Terrence Malick was born in Ottawa, Illinois. His family subsequently
lived in Oklahoma and he went to school in Austin, Texas. He did his
undergraduate work at Harvard, graduating summa cum laude with a degree
in philosophy in 1965.
A member of the Phi Beta Kappa honor society, he attended Magdalen
College, Oxford on a Rhodes scholarship, but did not finish his thesis
on
Martin Heidegger, allegedly because of a disagreement with his advisor. Returning to the States, he taught philosophy at M.I.T. and published a translation of Heidegger's "Vom Wesen des Grundes" as "The Essence of Reasons". Malick did not get his PhD in philosophy: Instead, he attended the American Film Institute Conservatory in its inaugural year (1969), taking a Masters of Fine Arts degree in film-making. His masters thesis was the seventeen-minute comedy short
Lanton Mills (1969), which starred
Warren Oates and
Harry Dean Stanton. Malick himself acted in the short.

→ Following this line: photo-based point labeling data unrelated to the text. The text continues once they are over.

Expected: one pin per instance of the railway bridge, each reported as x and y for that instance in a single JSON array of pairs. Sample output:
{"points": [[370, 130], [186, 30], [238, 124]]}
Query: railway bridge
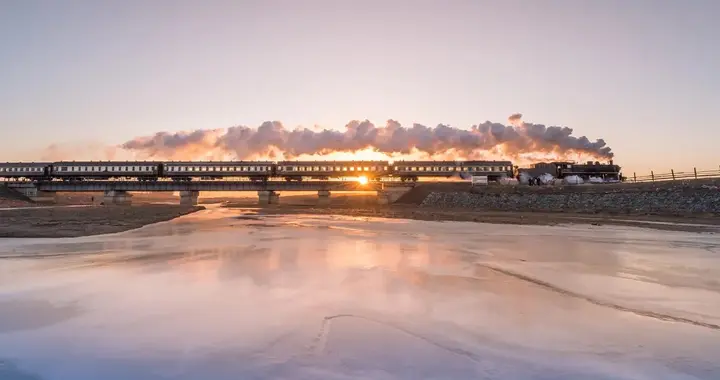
{"points": [[119, 192]]}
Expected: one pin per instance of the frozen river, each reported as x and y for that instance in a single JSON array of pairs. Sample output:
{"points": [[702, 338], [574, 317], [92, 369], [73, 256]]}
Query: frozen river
{"points": [[224, 294]]}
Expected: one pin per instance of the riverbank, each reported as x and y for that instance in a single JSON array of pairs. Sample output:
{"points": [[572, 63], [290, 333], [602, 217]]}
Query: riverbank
{"points": [[56, 222]]}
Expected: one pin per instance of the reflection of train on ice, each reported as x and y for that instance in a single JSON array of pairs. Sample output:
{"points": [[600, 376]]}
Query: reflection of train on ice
{"points": [[297, 170]]}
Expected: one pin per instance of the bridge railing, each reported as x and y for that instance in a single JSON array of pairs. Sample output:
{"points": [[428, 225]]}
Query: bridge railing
{"points": [[674, 175]]}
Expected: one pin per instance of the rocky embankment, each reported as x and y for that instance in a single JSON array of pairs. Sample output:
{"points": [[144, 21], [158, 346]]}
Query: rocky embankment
{"points": [[700, 198]]}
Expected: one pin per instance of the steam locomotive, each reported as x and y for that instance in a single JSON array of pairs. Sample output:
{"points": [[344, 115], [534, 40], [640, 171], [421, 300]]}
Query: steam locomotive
{"points": [[562, 169]]}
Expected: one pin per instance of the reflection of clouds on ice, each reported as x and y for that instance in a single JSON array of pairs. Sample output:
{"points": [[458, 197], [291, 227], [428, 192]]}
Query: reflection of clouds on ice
{"points": [[214, 296]]}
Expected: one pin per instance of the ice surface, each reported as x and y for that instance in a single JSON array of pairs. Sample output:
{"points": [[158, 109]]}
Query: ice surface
{"points": [[220, 295]]}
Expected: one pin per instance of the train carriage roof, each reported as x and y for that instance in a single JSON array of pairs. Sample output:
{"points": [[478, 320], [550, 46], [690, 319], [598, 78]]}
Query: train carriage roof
{"points": [[104, 163], [340, 163], [452, 163], [217, 163], [25, 164]]}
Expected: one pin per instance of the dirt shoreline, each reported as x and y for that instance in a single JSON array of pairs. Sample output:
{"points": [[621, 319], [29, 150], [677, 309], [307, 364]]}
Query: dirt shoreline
{"points": [[56, 222], [668, 223]]}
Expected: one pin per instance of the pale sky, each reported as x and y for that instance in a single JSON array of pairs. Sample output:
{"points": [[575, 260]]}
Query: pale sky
{"points": [[642, 74]]}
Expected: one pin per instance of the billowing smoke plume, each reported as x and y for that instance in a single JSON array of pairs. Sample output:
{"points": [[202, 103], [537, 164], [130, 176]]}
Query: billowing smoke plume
{"points": [[272, 139]]}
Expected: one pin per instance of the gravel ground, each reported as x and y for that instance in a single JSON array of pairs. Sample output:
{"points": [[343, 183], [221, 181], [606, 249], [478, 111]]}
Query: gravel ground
{"points": [[678, 201], [83, 221]]}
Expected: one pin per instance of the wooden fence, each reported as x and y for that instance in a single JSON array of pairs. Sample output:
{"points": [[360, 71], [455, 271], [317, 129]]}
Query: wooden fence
{"points": [[674, 175]]}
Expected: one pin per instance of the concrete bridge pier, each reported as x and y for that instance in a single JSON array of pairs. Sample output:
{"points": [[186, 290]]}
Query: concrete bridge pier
{"points": [[387, 196], [267, 197], [189, 198], [36, 195], [115, 197], [323, 198]]}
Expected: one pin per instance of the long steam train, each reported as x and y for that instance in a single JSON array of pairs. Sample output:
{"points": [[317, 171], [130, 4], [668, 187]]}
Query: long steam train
{"points": [[254, 170]]}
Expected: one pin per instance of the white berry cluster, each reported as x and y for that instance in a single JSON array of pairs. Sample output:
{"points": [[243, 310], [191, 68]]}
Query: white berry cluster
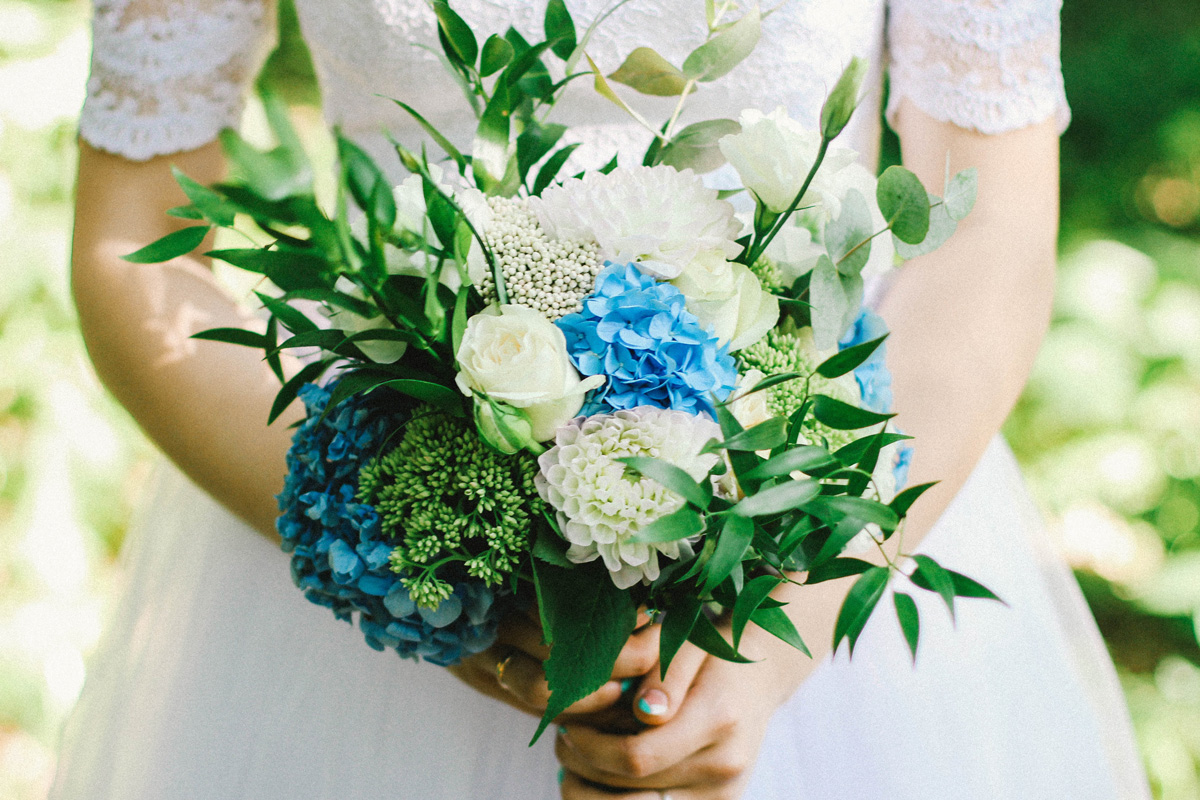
{"points": [[551, 276]]}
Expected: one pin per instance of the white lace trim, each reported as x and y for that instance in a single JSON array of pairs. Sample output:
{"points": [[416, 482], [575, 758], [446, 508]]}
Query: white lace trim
{"points": [[988, 65], [168, 74]]}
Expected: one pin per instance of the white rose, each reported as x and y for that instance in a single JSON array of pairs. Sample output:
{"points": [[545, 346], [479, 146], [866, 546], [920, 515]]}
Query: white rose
{"points": [[519, 356], [773, 155], [730, 299]]}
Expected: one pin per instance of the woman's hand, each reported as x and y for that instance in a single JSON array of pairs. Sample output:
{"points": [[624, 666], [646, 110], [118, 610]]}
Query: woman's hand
{"points": [[511, 672], [707, 721]]}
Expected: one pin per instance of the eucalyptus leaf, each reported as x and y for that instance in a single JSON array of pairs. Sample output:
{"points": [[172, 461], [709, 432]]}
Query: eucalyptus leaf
{"points": [[732, 542], [857, 608], [729, 48], [849, 236], [910, 620], [960, 193], [559, 29], [497, 54], [649, 73], [904, 203], [778, 499], [173, 245], [696, 146]]}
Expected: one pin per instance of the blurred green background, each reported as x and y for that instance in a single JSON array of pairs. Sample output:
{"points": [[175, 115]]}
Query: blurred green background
{"points": [[1108, 431]]}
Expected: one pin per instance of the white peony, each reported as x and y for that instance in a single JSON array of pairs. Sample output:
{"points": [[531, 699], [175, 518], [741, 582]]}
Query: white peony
{"points": [[517, 356], [658, 216], [600, 506], [729, 299]]}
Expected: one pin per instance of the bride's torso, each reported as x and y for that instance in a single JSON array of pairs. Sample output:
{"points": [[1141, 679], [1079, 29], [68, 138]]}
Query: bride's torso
{"points": [[369, 50]]}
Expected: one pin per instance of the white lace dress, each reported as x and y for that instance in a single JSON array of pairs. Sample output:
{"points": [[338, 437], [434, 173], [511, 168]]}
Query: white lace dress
{"points": [[217, 680]]}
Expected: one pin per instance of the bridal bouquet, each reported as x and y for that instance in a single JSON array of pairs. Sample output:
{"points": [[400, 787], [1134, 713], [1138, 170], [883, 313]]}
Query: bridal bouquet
{"points": [[593, 391]]}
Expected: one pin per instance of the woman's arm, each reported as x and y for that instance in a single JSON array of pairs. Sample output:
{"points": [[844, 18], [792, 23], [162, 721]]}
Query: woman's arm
{"points": [[203, 403], [966, 323]]}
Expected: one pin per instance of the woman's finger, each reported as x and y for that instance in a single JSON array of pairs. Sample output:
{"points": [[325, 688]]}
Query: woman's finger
{"points": [[659, 699]]}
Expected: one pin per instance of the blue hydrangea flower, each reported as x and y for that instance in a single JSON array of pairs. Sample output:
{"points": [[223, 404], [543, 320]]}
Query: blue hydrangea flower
{"points": [[639, 334], [339, 555], [875, 379]]}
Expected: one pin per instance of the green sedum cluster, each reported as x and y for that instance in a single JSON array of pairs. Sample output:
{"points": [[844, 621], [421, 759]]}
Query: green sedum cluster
{"points": [[781, 352], [451, 503]]}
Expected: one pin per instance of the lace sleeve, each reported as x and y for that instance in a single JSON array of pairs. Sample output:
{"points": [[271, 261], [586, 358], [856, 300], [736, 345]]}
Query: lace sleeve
{"points": [[989, 65], [168, 74]]}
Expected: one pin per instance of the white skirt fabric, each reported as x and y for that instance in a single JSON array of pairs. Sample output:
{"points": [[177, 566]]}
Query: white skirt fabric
{"points": [[217, 680]]}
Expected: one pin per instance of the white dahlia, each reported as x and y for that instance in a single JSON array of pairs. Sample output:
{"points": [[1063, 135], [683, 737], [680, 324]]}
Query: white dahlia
{"points": [[600, 504], [658, 216]]}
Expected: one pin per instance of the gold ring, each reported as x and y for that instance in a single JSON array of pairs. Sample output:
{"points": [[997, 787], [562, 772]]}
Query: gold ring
{"points": [[501, 666]]}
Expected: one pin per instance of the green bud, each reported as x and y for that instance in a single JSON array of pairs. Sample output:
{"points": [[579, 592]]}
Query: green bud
{"points": [[844, 98]]}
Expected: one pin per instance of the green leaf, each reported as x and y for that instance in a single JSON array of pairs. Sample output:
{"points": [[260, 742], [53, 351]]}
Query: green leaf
{"points": [[649, 73], [837, 569], [706, 637], [695, 146], [587, 620], [844, 416], [941, 228], [424, 390], [677, 626], [442, 142], [862, 509], [559, 29], [849, 236], [549, 170], [803, 458], [960, 193], [288, 392], [831, 305], [850, 359], [910, 620], [725, 50], [291, 318], [670, 476], [670, 528], [903, 501], [775, 621], [173, 245], [904, 203], [535, 142], [778, 499], [937, 578], [964, 587], [857, 608], [497, 54], [233, 336], [732, 542], [766, 435], [456, 31], [207, 202], [749, 601]]}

At A.F.I., Malick made a lasting association with
Jack Fisk, who would establish himself as an Oscar-nominated art director and production designer and serve as art director on all of Malick's films. He also picked up
Mike Medavoy as an agent, who got Malick work doctoring scripts and marketed his original ones. He wrote the screenplay for the 1972
Alan Arkin trucker movie
Deadhead Miles (1972), which was many miles from Harvard let along Oxford, and for the 1972
Paul Newman-
Lee Marvin contemporary oater
Pocket Money (1972), another
departure from fields of academia. "Deadhead Miles" was dumped by Paramount as unreleasable and "Pocket Money", despite being headlined by two Top Ten Box Office stars, flopped. It was an inauspicious start to a legendary career, but it influenced Malick to begin directing his own scripts.
His first two films were the now critically acclaimed
Badlands (1973) and
Days of Heaven (1978). He then took a self-imposed retirement of nearly two decades from film-making before lensing his 1998 adaptation of
James Jones's
The Thin Red Line (1998), which was nominated for 7 Academy Awards, including nods for Malick for directing and adapted screenplay.
Adopting a Kubrickian pace of movie-making, he directed
The New World (2005) and the autobiographical
The Tree of Life (2011) with gaps of only seven and six years, respectively, between release. However, he reportedly was working on ideas for "The Tree of Life" since the late 70s, including exposing footage that found its way into his finished film.
In an unprecedented burst of productivity, he shot his next four films,
To the Wonder (2012),
Knight of Cups (2015), an as-yet unnamed drama and the cosmic documentary
Voyage of Time: Life's Journey (2016) back-to-back during and immediately after completing the long editing process of "Tree of Life". Like
Stanley Kubrick, Malick usually takes well over a year to edit his films. All three are highly anticipated by cineastes the world over.